Again, most importantly, you have a positive MACD. In fact, even this low was lower than this low so you had a couple of rising troughs and now it is moving straight up. So that’s some positives behind the TLT chart. Now at the bottom, by the way, I always do a money flow and you can see money flow has been negative through the entire process of declining stock prices, so that hasn’t changed. It might indicate that what we only get if we see a breakout, will be short-lived. We’ll have to see. But whatever the case, it’s my opinion based on everything we just looked at that the long bonds on both sides of the border, if they break out and there’s a very important word there, if they break out, they have pretty decent potential to do a short-term move. If I were to do the trade, I’d focus more on the TLT because the Canadian bond doesn’t seem to have as much upside as the US side.

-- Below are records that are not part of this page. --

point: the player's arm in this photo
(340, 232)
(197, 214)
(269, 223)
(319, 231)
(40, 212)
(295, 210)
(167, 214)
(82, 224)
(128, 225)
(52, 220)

Either way, you don’t buy until you see the breakout. You count a few days. My minimum rule is three days. And then you watch your stop loss, which is at the neckline. So if it breaks down and the trade works out wrong, you get out below the neckline, whatever the case, to answer a few of your questions. Do I like the bond market right now? I do, although I’m not in it. I would move into it as a trade if the necklines break, and I do think there’s some decent short-term upside. Thanks for watching.